Salmonella bacteria are a leading cause of food poisoning-related hospitalizations and the top cause of food poisoning-related death. Within 12 to 72 hours after infection, the most common symptoms may appear—fever, diarrhea, and severe abdominal cramps. The illness typically lasts four to seven days, but among children and the elderly, the disease can be severe enough to require hospitalization—or funeral arrangements.
Many associate Salmonella with eggs—for good reason. In 2010, for instance, more than half a billion eggs were recalled due to Salmonella outbreaks. Salmonella in eggs may survive scrambled, over-easy, and sunny-side-up cooking methods, as well as in cooked omelets and french toast, and perhaps even in eggs boiled up to eight minutes.
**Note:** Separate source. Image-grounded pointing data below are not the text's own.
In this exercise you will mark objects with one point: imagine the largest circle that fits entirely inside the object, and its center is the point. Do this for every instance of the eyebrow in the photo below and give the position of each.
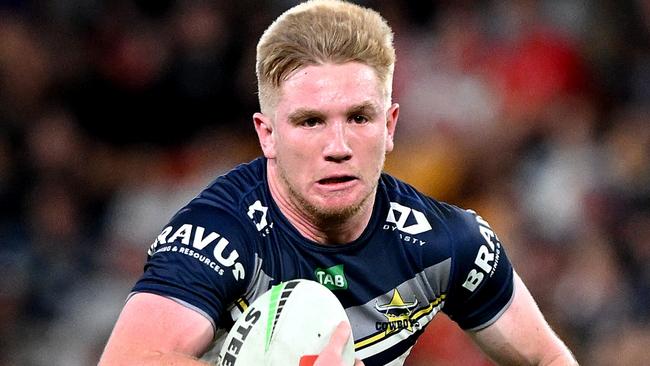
(302, 114)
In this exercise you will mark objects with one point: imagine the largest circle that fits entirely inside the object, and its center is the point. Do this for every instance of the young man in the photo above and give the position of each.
(317, 206)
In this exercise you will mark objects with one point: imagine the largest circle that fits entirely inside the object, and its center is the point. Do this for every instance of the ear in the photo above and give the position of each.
(264, 129)
(391, 123)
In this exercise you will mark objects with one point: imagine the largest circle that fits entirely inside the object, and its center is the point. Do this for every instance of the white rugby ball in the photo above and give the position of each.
(292, 321)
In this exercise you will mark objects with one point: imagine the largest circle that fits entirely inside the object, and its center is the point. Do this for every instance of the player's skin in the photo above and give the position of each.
(322, 170)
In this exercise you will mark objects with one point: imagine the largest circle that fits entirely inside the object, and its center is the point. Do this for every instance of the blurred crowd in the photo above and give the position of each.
(536, 114)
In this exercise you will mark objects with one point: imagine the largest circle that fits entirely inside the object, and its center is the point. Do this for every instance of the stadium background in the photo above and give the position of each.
(533, 113)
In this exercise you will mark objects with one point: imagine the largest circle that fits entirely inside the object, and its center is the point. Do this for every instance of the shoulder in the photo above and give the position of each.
(229, 190)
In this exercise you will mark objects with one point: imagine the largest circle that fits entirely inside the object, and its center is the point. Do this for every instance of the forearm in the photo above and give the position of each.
(150, 359)
(562, 358)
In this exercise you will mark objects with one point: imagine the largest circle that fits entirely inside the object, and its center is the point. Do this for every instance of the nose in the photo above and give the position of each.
(337, 146)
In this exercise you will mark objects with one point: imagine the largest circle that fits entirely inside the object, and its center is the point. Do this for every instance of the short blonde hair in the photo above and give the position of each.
(318, 32)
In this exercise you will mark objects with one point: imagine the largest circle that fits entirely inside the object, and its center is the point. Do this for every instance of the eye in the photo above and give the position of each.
(360, 119)
(311, 122)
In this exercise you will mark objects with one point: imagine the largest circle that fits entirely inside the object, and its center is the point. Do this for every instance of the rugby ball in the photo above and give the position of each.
(289, 325)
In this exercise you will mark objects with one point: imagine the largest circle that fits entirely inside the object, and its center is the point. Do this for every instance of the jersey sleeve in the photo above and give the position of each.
(201, 259)
(481, 286)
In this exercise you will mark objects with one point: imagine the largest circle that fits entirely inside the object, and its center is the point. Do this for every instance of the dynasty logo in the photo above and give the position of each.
(398, 313)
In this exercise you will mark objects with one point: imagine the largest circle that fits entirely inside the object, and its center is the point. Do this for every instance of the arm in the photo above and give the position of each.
(521, 336)
(154, 330)
(332, 354)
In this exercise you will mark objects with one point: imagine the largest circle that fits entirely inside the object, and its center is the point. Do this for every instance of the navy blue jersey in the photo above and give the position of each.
(417, 256)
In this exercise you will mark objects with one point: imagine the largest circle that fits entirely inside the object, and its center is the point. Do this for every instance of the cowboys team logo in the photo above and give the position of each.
(398, 312)
(257, 213)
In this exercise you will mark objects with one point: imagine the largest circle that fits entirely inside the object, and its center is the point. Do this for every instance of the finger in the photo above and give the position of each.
(340, 337)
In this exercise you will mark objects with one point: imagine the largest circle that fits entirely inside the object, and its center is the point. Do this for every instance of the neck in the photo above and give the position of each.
(322, 230)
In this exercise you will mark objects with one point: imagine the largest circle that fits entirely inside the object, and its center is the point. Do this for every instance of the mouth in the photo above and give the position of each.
(336, 180)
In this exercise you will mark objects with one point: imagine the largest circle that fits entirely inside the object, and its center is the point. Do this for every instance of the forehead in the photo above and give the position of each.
(329, 87)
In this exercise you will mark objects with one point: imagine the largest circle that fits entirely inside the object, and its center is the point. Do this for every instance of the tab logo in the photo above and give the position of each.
(260, 219)
(333, 277)
(399, 215)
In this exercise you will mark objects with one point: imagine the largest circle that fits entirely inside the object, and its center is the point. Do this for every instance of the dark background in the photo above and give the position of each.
(533, 113)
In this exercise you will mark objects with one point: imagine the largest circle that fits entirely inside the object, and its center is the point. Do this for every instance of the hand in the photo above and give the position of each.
(332, 354)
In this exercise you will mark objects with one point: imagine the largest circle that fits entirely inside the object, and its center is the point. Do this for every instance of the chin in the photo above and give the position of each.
(336, 209)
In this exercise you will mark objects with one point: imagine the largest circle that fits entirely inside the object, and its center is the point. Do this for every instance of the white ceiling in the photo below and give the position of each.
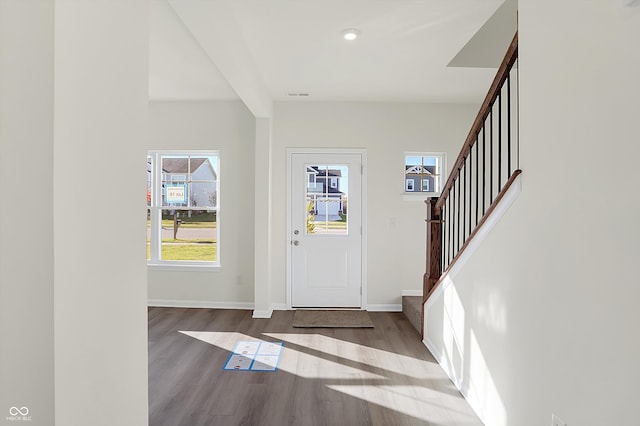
(266, 50)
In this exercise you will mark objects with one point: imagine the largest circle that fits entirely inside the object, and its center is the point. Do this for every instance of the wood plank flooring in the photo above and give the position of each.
(376, 376)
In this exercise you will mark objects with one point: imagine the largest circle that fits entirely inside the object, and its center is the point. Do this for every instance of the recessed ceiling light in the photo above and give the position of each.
(350, 34)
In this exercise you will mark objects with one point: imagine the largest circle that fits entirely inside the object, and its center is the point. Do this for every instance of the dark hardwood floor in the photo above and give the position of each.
(339, 376)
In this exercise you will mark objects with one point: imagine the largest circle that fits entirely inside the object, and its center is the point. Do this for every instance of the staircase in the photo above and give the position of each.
(412, 309)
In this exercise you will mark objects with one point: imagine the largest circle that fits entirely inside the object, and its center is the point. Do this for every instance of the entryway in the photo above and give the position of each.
(325, 261)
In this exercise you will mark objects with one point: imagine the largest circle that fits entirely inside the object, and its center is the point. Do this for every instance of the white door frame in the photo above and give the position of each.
(289, 236)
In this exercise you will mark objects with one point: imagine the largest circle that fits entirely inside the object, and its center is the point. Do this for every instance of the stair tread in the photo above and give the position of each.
(412, 309)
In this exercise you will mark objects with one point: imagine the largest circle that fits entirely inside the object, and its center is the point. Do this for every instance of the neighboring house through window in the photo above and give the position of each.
(423, 172)
(183, 208)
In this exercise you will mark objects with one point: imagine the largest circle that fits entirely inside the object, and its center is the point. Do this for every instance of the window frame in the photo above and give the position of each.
(155, 208)
(441, 166)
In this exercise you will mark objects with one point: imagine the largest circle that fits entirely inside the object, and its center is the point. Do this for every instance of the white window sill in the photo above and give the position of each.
(419, 196)
(182, 267)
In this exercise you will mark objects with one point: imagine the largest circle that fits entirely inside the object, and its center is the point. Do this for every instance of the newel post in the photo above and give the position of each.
(434, 248)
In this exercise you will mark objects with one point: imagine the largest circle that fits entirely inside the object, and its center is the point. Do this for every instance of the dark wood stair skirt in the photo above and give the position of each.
(412, 309)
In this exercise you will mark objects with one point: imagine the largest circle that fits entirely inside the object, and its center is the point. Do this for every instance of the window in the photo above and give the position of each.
(409, 185)
(423, 172)
(183, 208)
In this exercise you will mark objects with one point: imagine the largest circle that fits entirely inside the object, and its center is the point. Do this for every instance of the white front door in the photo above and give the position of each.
(326, 230)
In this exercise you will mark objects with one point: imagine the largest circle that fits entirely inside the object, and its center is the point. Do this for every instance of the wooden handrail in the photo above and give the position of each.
(430, 284)
(502, 74)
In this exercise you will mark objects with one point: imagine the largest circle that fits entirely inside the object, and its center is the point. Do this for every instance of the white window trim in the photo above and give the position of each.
(182, 265)
(419, 195)
(409, 183)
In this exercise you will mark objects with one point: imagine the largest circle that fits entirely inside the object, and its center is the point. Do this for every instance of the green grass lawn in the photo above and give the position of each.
(187, 250)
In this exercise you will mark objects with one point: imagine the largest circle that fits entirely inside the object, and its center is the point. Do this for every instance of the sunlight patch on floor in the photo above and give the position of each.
(291, 360)
(360, 353)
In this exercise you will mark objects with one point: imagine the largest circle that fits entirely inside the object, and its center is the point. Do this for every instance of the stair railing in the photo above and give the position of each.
(486, 167)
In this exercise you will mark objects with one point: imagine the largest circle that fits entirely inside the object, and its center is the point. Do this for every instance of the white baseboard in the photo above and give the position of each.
(263, 314)
(279, 307)
(384, 308)
(167, 303)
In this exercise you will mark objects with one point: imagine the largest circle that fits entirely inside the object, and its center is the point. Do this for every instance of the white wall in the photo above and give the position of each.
(26, 221)
(100, 114)
(395, 241)
(543, 317)
(229, 127)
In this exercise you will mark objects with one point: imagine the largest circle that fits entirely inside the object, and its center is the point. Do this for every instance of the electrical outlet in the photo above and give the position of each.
(557, 421)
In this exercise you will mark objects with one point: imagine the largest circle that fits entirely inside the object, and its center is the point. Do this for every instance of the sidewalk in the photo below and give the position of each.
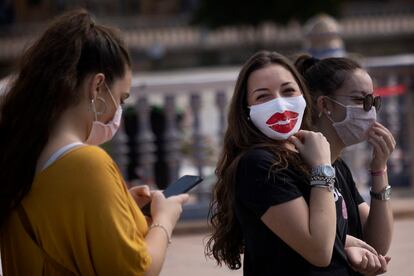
(186, 254)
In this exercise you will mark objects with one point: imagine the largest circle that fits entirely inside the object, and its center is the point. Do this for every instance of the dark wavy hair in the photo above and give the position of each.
(46, 84)
(226, 242)
(323, 77)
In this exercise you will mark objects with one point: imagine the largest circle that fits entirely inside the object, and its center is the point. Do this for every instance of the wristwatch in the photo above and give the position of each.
(324, 170)
(383, 195)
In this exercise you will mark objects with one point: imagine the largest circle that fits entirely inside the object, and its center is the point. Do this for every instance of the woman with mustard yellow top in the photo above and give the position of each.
(64, 206)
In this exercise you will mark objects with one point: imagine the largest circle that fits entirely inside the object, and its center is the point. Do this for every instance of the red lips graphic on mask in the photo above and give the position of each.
(283, 122)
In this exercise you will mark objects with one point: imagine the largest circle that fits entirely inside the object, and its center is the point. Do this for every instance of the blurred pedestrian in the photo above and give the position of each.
(65, 208)
(344, 110)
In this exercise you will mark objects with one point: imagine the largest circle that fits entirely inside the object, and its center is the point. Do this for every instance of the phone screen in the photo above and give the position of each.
(182, 185)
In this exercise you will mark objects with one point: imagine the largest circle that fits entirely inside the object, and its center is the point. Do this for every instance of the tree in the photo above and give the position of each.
(216, 13)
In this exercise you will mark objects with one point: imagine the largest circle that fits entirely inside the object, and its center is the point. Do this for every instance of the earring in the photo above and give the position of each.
(103, 104)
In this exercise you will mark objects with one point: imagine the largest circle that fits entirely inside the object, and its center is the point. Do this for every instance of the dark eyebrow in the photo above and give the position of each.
(125, 95)
(287, 83)
(260, 89)
(364, 93)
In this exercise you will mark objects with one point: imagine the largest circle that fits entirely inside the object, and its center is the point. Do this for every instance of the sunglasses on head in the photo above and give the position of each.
(372, 101)
(368, 100)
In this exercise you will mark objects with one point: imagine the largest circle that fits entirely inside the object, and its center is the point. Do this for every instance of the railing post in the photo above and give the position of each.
(171, 139)
(119, 150)
(198, 149)
(145, 142)
(409, 103)
(221, 102)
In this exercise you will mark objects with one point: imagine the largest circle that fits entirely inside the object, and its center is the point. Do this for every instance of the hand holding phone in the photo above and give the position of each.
(182, 185)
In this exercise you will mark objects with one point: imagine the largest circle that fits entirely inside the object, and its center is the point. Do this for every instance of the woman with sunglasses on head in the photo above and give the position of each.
(344, 110)
(64, 206)
(276, 199)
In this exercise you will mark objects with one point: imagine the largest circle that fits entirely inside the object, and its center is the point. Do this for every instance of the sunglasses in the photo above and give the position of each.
(369, 101)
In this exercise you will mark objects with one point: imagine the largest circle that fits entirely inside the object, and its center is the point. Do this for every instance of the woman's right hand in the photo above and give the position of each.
(366, 262)
(313, 147)
(167, 211)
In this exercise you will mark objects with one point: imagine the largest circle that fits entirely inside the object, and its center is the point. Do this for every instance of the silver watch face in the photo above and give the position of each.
(329, 171)
(387, 192)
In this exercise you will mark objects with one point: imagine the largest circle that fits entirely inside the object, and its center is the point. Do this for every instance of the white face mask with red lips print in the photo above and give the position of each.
(100, 132)
(279, 118)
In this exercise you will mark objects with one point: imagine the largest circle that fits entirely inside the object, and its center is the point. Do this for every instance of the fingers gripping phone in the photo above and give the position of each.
(182, 185)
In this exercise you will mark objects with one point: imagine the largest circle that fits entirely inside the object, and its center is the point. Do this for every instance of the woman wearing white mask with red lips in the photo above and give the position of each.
(345, 112)
(276, 200)
(65, 208)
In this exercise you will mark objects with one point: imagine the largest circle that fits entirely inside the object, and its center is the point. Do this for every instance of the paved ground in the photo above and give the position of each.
(186, 257)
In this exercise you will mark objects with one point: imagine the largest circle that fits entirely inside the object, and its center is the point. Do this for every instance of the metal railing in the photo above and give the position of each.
(203, 95)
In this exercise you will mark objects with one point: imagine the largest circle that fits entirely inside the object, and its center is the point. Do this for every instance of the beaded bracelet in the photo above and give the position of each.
(163, 228)
(378, 173)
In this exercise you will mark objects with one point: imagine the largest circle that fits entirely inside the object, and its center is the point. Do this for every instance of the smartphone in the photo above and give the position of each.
(182, 185)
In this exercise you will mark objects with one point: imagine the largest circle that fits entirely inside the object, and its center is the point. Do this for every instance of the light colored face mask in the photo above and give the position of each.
(100, 132)
(279, 118)
(353, 129)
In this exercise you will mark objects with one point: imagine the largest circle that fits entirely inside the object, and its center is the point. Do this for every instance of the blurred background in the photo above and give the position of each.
(186, 57)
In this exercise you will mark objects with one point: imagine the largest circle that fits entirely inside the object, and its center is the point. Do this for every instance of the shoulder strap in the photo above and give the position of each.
(30, 232)
(55, 156)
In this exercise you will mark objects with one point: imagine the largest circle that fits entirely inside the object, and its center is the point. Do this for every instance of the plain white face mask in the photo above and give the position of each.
(353, 129)
(279, 118)
(100, 132)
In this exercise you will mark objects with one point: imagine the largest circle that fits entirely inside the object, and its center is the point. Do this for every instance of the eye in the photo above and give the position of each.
(262, 96)
(358, 100)
(289, 91)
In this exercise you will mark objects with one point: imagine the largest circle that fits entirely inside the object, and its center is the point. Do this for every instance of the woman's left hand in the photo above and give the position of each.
(384, 144)
(366, 262)
(351, 241)
(141, 194)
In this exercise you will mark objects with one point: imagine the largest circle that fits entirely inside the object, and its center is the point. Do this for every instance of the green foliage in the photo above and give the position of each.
(216, 13)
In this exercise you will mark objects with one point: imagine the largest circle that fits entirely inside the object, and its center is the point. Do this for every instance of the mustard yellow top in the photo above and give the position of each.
(84, 218)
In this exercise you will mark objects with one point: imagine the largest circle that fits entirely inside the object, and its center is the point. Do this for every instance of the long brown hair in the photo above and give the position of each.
(46, 84)
(226, 241)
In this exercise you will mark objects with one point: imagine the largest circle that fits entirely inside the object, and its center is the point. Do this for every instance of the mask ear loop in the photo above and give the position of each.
(110, 94)
(94, 107)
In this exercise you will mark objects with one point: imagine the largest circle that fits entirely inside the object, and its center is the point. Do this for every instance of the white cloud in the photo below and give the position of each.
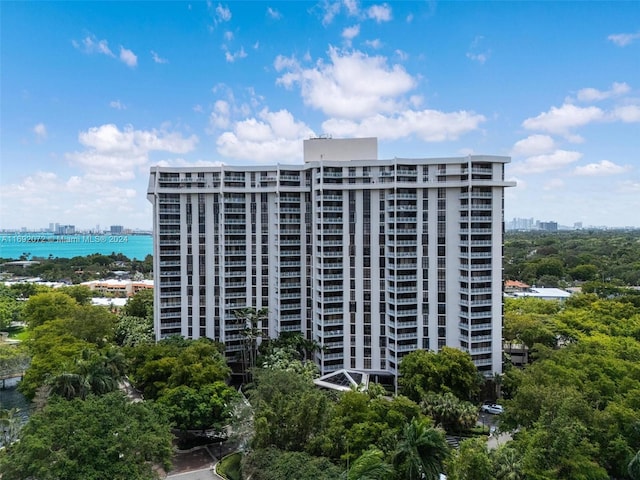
(553, 184)
(40, 131)
(604, 167)
(328, 11)
(630, 186)
(273, 137)
(281, 63)
(380, 13)
(627, 113)
(401, 54)
(623, 39)
(350, 33)
(274, 14)
(157, 58)
(545, 163)
(222, 14)
(128, 57)
(112, 154)
(561, 120)
(476, 53)
(352, 7)
(219, 118)
(375, 43)
(90, 44)
(481, 58)
(117, 104)
(533, 145)
(593, 94)
(352, 85)
(428, 125)
(232, 57)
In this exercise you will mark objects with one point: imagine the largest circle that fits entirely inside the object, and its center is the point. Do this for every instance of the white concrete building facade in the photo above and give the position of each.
(371, 258)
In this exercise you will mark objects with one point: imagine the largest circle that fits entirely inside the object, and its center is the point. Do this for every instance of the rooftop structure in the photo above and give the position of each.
(370, 258)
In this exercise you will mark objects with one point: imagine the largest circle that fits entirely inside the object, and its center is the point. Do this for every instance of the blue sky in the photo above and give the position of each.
(93, 94)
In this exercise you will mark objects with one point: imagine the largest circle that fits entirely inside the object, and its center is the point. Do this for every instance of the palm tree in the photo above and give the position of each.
(634, 467)
(10, 425)
(507, 464)
(68, 385)
(252, 319)
(370, 466)
(421, 452)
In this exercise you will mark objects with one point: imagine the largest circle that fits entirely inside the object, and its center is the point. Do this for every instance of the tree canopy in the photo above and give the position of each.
(100, 438)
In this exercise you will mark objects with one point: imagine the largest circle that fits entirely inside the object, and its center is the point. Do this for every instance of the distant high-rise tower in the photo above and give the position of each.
(370, 258)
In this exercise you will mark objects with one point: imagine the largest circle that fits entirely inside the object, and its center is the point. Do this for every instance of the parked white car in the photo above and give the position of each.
(492, 408)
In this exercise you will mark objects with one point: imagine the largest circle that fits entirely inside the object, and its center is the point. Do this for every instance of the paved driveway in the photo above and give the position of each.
(204, 474)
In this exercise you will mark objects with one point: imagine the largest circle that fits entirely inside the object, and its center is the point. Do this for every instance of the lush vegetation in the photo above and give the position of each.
(100, 437)
(81, 360)
(562, 258)
(573, 411)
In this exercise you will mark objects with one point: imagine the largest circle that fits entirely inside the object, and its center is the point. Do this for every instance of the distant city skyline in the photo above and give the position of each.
(95, 93)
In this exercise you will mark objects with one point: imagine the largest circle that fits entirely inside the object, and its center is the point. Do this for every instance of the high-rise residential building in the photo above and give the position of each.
(370, 258)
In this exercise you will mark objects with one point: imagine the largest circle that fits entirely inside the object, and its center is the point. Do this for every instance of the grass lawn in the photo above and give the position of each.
(229, 467)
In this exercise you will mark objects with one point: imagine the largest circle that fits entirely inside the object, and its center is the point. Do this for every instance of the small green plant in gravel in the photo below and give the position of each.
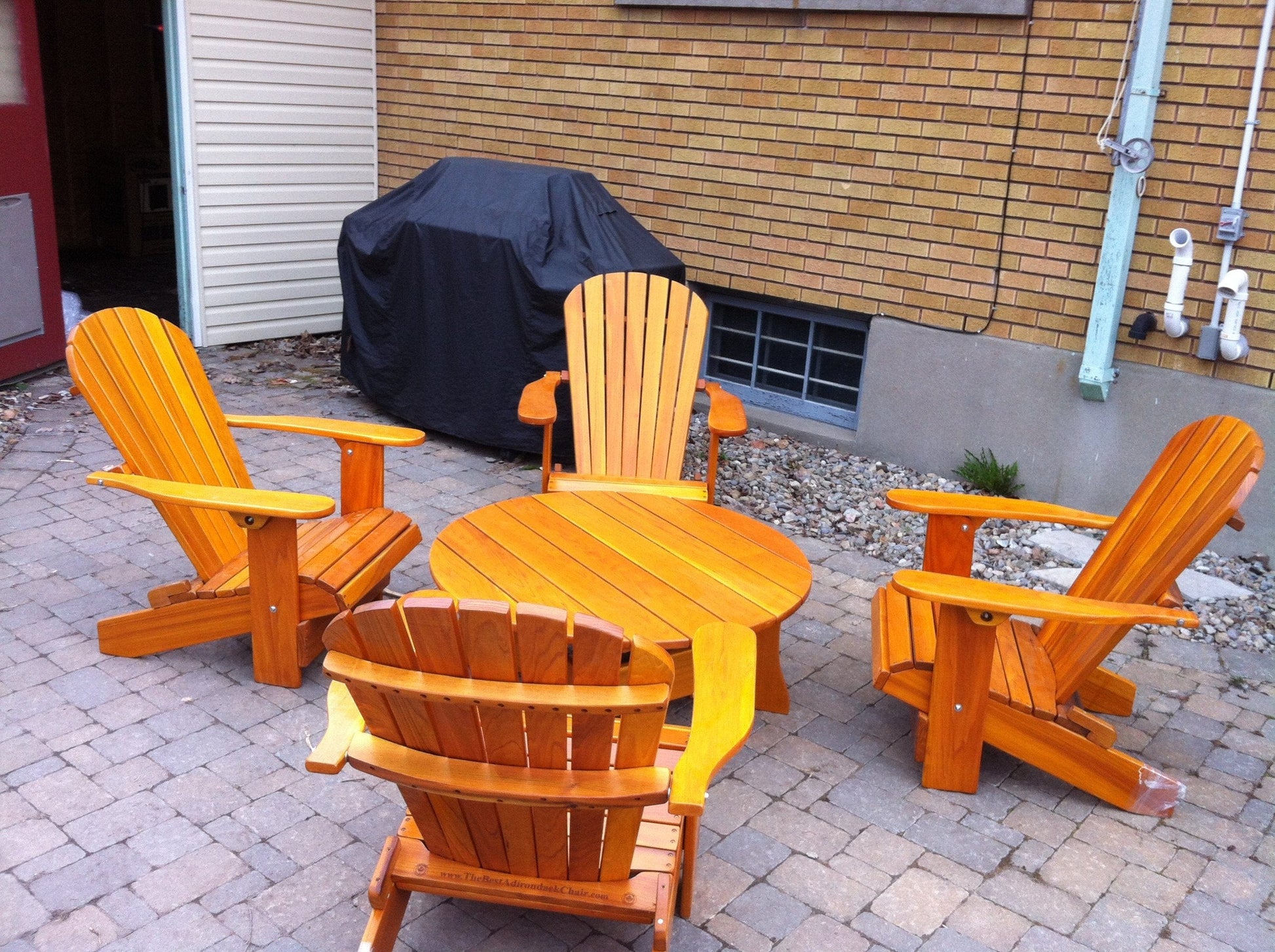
(985, 472)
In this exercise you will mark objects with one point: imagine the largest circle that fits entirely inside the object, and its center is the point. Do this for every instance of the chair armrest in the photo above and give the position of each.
(229, 499)
(954, 504)
(726, 412)
(726, 666)
(345, 723)
(537, 406)
(342, 430)
(1000, 600)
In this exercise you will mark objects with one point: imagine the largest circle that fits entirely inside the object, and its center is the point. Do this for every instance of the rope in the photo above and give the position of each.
(1120, 79)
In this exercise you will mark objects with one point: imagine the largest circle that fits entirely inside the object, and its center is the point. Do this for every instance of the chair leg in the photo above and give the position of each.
(384, 924)
(772, 687)
(276, 601)
(690, 853)
(1106, 772)
(920, 733)
(664, 906)
(310, 639)
(958, 701)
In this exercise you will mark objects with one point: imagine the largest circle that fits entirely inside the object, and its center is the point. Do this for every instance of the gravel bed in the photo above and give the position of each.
(839, 499)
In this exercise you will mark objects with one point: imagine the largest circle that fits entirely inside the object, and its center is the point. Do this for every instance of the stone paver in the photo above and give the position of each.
(160, 803)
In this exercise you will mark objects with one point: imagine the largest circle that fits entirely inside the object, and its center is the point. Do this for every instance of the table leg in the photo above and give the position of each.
(684, 674)
(772, 687)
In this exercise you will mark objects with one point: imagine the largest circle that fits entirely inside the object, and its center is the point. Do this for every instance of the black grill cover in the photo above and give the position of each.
(454, 287)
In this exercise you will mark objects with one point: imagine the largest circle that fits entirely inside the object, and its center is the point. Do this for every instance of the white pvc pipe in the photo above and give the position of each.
(1183, 254)
(1246, 147)
(1234, 287)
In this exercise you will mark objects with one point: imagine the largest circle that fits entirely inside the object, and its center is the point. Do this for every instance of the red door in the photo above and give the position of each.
(31, 306)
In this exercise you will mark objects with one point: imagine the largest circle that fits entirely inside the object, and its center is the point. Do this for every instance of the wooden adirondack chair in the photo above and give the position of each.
(634, 345)
(949, 647)
(532, 753)
(144, 383)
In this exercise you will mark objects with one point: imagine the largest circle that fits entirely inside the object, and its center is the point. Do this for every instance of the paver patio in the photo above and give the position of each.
(160, 803)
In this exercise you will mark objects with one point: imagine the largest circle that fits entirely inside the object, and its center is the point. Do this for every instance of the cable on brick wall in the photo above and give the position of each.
(1009, 176)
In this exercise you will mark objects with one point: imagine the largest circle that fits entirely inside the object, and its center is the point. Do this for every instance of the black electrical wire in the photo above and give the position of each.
(1009, 179)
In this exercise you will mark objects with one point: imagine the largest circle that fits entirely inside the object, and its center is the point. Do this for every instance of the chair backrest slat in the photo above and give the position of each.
(542, 659)
(474, 647)
(147, 388)
(1196, 486)
(634, 348)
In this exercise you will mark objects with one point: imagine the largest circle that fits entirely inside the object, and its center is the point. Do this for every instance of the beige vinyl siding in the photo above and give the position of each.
(283, 123)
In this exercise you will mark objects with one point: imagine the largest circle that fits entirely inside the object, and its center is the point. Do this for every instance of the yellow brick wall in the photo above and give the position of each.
(861, 161)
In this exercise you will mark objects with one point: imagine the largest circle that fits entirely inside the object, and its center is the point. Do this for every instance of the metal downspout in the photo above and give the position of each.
(1136, 121)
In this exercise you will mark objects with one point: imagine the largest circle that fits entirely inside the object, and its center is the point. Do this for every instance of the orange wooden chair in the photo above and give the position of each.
(634, 345)
(951, 648)
(144, 383)
(532, 753)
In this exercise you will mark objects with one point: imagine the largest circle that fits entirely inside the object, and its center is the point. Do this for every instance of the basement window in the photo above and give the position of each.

Salmonella concerns aside, some experts suggest that eating even one egg a day may exceed the safe upper limit for cholesterol intake in terms of cardiovascular disease risk. Dietary cholesterol may also contribute to nonalcoholic fatty liver disease, and cholesterol consumption was found to be a strong predictor of cirrhosis and liver cancer. Those consuming the amount of cholesterol found in two Egg McMuffins or more each day appeared to double their risk of hospitalization or death.
Compared with men who rarely eat eggs, men eating even less than one egg a day appear to have twice the risk of prostate cancer progression. And, men who consume two and a half or more eggs per week—basically an egg every three days—may have an 81 percent increased risk of dying from prostate cancer. How could eating less than an egg a day have such potential impact on cancer risk? The answer may be choline, a compound found concentrated in eggs. The choline in eggs, like the carnitine in red meat, is converted into a toxin called trimethylamine by bacteria existing in meat-eaters’ guts. Trimethylamine, once oxidized in the liver, appears to increase the risk of heart attack, stroke, and premature death.